Una primera pregunta que nos hacemos, mirando el pasado reciente, es de si la
violencia paramilitar que vino después y que se intensificó en la década de los 90, no es otra
cosa que una nueva anexión violenta de tierras por parte de antiguos y nuevos
terratenientes. Sea cierto o no este interrogante, el resultado es que con dineros
provenientes del narcotráfico y utilizando la violencia, se llevó a cabo en menos de una
década, una “contrarreforma agraria” que desalojó de sus tierras a más de tres millones de
campesinos. Un estudio de la Contraloría General de la República revela que durante esos
10 años los narcotraficantes se apoderaron del 48% de las tierras más fértiles del país. Esto
hace suponer que el desplazamiento forzoso de campesinos, indígenas y negros no es sólo
un efecto colateral del conflicto armado, sino que obedece en parte a una estrategia
macabra, asociada a los intereses de esos antiguos y nuevos latifundistas de volverle a
quitar la tierra a los campesinos.
La segunda pregunta que nos hacemos es de si el paro agrario actual no llevará
temprano o tarde a plantear la recuperación de la tierra por parte de los que la perdieron
ayer, de los sin tierra, de los campesinos desposeídos por la violencia de los acaparadores
de tierras. Eso llevaría a plantear un cambio de nombre a esta movilización, significando
que no es sólo un paro agrario, sino un “paro campesino por la tierra” o para anudarlo con
las luchas de ayer un “movimiento campesino por la tierra”.
Pero parece que la izquierda y los movimientos ambientalistas están más interesados
en irse lanza en ristre contra el TLC, transgénicos, etc., que siendo demandas importantes,
lejos están de ser suficientes para solucionar la crisis del campo colombiano. Puede que eso
dé réditos políticos de cara a las elecciones, o recursos del ambientalismo internacional.

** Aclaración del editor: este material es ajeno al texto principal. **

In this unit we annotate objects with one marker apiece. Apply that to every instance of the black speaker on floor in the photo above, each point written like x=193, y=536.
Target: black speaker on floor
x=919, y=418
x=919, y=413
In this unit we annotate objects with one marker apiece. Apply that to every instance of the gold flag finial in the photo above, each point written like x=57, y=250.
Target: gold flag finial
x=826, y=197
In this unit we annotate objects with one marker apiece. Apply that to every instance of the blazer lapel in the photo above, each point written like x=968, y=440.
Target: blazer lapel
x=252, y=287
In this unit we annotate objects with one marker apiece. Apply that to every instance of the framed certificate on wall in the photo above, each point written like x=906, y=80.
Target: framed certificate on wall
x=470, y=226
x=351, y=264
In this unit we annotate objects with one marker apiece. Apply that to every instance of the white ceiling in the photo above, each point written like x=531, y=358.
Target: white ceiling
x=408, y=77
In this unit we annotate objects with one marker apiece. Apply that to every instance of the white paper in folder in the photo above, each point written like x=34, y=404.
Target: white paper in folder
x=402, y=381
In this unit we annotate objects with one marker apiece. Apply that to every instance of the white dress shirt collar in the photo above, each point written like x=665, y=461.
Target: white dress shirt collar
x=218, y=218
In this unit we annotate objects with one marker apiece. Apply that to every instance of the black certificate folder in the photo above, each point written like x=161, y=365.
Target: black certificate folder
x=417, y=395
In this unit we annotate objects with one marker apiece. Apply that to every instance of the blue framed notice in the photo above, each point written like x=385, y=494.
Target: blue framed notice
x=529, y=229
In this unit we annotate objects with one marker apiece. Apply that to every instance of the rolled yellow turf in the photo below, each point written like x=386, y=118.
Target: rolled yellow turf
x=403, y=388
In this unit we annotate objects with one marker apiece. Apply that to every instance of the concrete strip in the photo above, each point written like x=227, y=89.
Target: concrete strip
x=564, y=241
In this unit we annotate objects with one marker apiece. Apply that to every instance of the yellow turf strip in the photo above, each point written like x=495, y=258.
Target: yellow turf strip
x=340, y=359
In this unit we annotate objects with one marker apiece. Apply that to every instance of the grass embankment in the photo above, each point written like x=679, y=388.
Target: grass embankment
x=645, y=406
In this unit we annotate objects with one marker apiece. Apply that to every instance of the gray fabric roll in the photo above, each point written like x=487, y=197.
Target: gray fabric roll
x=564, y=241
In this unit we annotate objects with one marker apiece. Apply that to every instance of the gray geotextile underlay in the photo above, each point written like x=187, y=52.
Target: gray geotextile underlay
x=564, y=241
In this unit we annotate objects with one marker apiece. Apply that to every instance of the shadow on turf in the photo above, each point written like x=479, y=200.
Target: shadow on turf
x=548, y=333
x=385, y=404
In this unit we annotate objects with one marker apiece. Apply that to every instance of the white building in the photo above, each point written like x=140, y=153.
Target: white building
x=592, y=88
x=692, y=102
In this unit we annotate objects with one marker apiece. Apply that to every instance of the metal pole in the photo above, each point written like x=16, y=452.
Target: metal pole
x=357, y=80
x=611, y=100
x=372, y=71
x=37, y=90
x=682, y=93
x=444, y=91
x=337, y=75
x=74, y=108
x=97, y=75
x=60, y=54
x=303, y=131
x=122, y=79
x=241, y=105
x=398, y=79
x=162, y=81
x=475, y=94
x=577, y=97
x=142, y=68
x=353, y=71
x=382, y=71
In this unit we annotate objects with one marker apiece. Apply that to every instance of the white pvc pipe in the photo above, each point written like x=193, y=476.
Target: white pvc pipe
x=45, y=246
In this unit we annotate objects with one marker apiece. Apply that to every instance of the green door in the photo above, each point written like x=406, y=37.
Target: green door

Hay mucha astucia charlatana rondando esas toldas. Pero no se está abordando el problema
fundamental del país, que es la extrema desigualdad en la tenencia de la tierra. Con el
agravante de que la tierra en Colombia se ha convertido en la principal estrategia de
acumulación y lavado de activos provenientes del tráfico de drogas y revivido en vastas
regiones del país un sistema social “señorial-latifundista”, que se engalana con caballos de
paso fino colombiano, poncho, carriel, sombrero aguadeño o “vueltiao” y otras
parafernalias, que acostumbran a lucir los notables y poderosos señores de esas regiones.
Este sistema fundamenta su poder en la tenencia de grandes extensiones de tierra de alta
productividad agrícola, donde “pasta apaciblemente” el ganado, mientras miles de familias
campesinas se aglomeran a su alrededor a contemplar estos “vacíos rumiantes”.